Sie lagerten für die Nacht an einer Stelle im Flachland, an der sich zwei ausgetrocknete Flußläufe vereinigten und gezackte Felsspitzen vor ihnen direkt aus dem Wüstenboden sich zu bestürzender Höhe erhoben. Enkidu jagte ein Tier, das war wie eine Schwarzgazelle, doch zopfartige grüne Zotteln entlang des Rückenkamms besaß und beunruhigende rote Hörner, gebogen wie Krummsäbel, und fing es ein und rang es zu Boden und erlegte es. Sie enthäuteten es gemeinsam, und sie brieten es über dem Feuer, das Gilgamesch mittels der merkwürdigen grauen Kohlen entzündet hatte, die sich im Wadi türmten. Und danach saßen sie still beieinander, schliefen nicht, waren aber auch nicht gänzlich wach, und sprachen sehr wenig. Es genügte ihnen, wieder beisammenzusein. Von Beginn an, seit den Zeiten im verlorenen uralten Uruk in der anderen Welt, als sie einander begegneten, miteinander rangen und sogleich in heftige Freundschaft fielen, hatten sie beide im anderen einen Gleichen gesehen, eine ergänzende zweite Hälfte. Außer an körperlicher Größe und Stärke waren sie sich nicht ähnlich, denn in jenem anderen Leben war Gilgamesch ein Königssohn, aufgewachsen und erzogen im Überfluß, um das Erbe der Macht anzutreten; und der starke Zottelriese Enkidu war in der Wildnis geboren, war selbst nur ein Wildling, der mit den Tieren der Wildnis lebte und keine Sprache kannte als die der Tiere, bis er mannbar geworden war; doch sie hatten vom ersten Augenschein an erkannt, daß sie zueinander paßten, einander ergänzten wie die zwei Teile eines Ganzen; und so war es dann stets zwischen ihnen geblieben — außer in der Zeit ihres Zerwürfnisses und der Entfremdung, und diese war nun vorbei.
Und in dem Augenblick kurz vor dem ersten Morgenlicht, wenn die Seelen ausgespannt zwischen Ewigkeit und Vergessen schweben, richtete Gilgamesch sich plötzlich auf, denn er hatte das bedrückende Gefühl, daß das Meer mit tödlicher Gewalt über ihn hereinbrechen werde. Aber sie waren hier weitab vom Meer, so weit man es sich nur vorstellen konnte.
»Bruder?« fragte er.
»Horch!« sagte Enkidu, der bereits hellwach war.
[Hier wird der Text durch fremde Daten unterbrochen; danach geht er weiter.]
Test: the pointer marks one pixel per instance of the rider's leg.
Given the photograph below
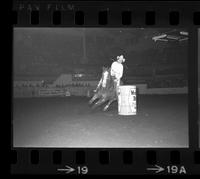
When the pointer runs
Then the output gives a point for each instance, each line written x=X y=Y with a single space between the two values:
x=98 y=85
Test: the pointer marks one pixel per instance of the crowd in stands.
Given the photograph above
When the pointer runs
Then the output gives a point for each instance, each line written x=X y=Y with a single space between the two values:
x=44 y=85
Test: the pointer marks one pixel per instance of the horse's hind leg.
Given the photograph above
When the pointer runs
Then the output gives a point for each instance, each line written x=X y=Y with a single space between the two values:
x=98 y=103
x=93 y=99
x=109 y=103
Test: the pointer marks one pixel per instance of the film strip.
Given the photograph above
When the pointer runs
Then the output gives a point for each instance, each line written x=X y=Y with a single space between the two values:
x=119 y=159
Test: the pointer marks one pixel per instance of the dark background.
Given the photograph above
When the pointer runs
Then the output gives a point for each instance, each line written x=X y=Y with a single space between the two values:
x=52 y=51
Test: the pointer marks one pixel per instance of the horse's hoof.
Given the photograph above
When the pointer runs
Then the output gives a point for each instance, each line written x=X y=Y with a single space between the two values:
x=105 y=108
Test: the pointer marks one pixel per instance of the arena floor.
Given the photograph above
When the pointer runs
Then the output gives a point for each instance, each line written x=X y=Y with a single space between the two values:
x=161 y=121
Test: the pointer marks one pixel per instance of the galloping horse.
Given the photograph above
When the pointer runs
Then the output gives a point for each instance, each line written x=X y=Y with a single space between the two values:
x=106 y=91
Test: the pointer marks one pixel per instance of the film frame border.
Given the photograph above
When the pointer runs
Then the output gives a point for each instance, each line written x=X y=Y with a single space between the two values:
x=110 y=14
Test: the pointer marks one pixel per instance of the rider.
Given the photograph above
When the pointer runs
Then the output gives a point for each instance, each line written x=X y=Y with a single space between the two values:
x=116 y=71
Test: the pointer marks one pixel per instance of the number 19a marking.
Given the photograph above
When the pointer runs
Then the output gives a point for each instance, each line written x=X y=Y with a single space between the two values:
x=176 y=170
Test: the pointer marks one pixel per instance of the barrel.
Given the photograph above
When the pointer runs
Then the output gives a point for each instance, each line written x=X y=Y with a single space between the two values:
x=127 y=100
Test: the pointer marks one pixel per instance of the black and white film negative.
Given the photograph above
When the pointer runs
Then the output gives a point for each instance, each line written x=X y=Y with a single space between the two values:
x=105 y=87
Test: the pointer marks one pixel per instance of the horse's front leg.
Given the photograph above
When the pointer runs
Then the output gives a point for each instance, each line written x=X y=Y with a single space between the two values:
x=93 y=99
x=98 y=103
x=109 y=103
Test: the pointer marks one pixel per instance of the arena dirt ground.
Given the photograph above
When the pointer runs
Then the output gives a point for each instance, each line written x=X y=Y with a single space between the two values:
x=161 y=121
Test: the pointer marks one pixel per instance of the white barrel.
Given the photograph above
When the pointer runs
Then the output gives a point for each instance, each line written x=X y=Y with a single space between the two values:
x=127 y=100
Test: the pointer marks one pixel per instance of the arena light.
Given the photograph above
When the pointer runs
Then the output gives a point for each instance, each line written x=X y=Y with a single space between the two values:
x=186 y=38
x=172 y=37
x=165 y=40
x=183 y=33
x=159 y=37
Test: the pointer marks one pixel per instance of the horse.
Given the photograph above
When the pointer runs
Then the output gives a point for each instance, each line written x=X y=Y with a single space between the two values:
x=106 y=91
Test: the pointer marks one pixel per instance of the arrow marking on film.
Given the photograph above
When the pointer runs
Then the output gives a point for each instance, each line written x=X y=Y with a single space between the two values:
x=68 y=169
x=157 y=168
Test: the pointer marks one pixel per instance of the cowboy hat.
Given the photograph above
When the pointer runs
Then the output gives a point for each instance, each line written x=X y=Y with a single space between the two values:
x=121 y=57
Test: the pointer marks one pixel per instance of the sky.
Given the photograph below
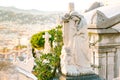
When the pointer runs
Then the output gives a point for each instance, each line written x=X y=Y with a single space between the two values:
x=47 y=5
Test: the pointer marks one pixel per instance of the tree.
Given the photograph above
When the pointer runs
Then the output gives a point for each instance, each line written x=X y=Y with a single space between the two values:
x=48 y=64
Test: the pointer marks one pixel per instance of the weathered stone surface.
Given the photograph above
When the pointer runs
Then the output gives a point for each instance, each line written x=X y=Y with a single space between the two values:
x=82 y=77
x=8 y=71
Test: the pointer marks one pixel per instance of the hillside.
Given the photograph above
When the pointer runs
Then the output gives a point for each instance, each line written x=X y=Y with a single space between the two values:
x=15 y=23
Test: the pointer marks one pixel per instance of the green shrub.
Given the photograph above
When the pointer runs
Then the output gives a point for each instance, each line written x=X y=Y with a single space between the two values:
x=48 y=64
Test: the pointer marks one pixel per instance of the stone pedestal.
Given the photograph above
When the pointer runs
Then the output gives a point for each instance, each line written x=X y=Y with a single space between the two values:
x=81 y=77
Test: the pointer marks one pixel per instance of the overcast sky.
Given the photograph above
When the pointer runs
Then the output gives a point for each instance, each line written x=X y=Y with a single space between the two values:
x=47 y=5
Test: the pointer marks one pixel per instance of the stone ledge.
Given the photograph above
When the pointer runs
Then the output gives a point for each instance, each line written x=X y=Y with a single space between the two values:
x=81 y=77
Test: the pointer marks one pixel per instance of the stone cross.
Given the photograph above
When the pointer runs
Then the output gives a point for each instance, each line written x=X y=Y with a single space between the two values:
x=71 y=7
x=47 y=46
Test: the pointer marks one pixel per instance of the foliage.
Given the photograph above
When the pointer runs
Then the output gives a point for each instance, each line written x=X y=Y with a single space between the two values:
x=48 y=64
x=37 y=40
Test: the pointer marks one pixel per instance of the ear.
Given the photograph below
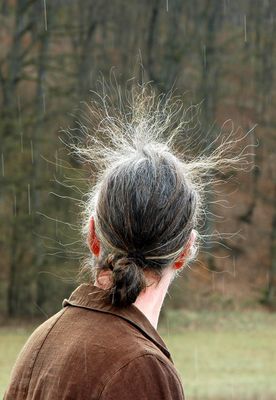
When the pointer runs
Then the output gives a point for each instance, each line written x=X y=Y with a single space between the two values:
x=92 y=240
x=181 y=258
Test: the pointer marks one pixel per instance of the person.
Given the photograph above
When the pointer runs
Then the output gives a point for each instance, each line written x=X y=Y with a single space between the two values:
x=140 y=223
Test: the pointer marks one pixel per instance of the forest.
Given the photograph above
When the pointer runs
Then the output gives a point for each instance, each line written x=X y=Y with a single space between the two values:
x=218 y=55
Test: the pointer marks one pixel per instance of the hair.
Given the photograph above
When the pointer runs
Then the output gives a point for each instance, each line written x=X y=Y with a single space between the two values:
x=147 y=196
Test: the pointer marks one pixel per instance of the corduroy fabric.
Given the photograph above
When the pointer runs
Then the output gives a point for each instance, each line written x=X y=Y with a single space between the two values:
x=92 y=350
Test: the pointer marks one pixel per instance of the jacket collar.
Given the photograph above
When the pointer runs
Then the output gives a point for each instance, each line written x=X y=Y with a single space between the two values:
x=91 y=297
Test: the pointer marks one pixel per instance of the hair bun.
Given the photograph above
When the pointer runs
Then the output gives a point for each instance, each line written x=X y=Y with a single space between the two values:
x=128 y=280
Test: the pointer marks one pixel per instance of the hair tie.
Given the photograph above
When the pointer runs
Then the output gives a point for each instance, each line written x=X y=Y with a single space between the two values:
x=138 y=257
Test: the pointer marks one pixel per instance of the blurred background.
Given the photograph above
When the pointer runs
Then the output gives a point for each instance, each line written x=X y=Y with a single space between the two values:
x=219 y=319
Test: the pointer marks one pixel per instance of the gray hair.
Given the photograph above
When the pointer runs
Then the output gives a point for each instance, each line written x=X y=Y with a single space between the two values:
x=146 y=198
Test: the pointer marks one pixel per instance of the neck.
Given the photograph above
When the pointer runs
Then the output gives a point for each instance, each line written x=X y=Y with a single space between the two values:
x=150 y=300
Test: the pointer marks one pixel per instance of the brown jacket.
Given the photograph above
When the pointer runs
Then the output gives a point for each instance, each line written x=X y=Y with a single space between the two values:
x=91 y=350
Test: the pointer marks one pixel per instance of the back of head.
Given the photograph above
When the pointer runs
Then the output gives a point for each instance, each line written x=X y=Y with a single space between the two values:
x=146 y=198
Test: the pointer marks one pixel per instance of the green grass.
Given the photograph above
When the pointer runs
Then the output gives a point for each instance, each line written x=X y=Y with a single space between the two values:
x=219 y=356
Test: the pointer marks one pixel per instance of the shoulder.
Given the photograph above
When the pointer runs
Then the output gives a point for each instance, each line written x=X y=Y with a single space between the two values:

Gilgamesch nickte. Er vernahm gemeine, spöttische, schmatzende, keckernde Laute wie von Mistvögeln oder von Grabschakalen. Seine Hand fuhr zur Waffe, er sprang auf und tanzte einen Schritt nach vorn und wirbelte dabei herum. Und in diesem Augenblick zitterten die ersten dünnen Strahlen der Morgensonne über den niederen Bergkamm hinter ihnen, und mit der Sonne kam ein Dutzend Geschöpfe der Dunkelheit, Wesen in Mannsgestalt, aber scheußlich verzerrt, verkrümmte, dickliche, kurzbeinige Geschöpfe mit großen baumelnden Armen, die im fahlroten Licht der aufsteigenden Sonne unendlich lang aussahen.
»Enki! Enlil!« brüllte Gilgamesch, und dann stürzten Enkidu und er sich ohne Zögern den Wesen entgegen.
Mit seinem ersten Hieb zerschnitt er zwei davon halb durch, und Enkidu einen dritten Unhold. Die zerstückelten Leiber fielen nieder und verströmten eine dunkle goldene Flüssigkeit. Gilgamesch wirbelte herum, bereit für den nächsten Angreifer, doch sie zogen sich mit feigen leisen Schnüffellauten zurück. Hatte das Gemetzel sie in die Flucht geschlagen? Nein, es war ein Täuschungsmanöver! Sechs weitere kamen seitlich heran, und mindestens ebenso viele von der anderen Seite und stürzten sich furchtlos den beiden Sumerern entgegen. Gilgamesch pflückte einen von Enkidus Schulter und schleuderte ihn weit fort, und Enkidu, der herumfuhr, säbelte einen Angreifer von Gilgameschs Bein, an dem das Ding zerrte, um ihn zu Boden zu werfen.
»Rücken an Rücken, Bruder!« rief Enkidu.
Gilgamesch nickte. Sie gingen in Position und drückten sich eng aneinander, bildeten einen einzigen Leib mit acht Gliedmaßen und zwei wütenden Schwertern. Sie brauchten einander keine weiteren Hinweise zu geben, sie bewegten sich im Einklang, hierhin und dann dorthin, sie hieben zu, stießen, zerschlitzten, schlachteten. Kurz darauf lag ein Halbdutzend der gräßlichen Angreifer tot da, und die übrigen umkreisten sie unruhig, kläffend und zischend, und suchten auf irgendeine Weise die Abwehr der beiden Männer zu durchbrechen.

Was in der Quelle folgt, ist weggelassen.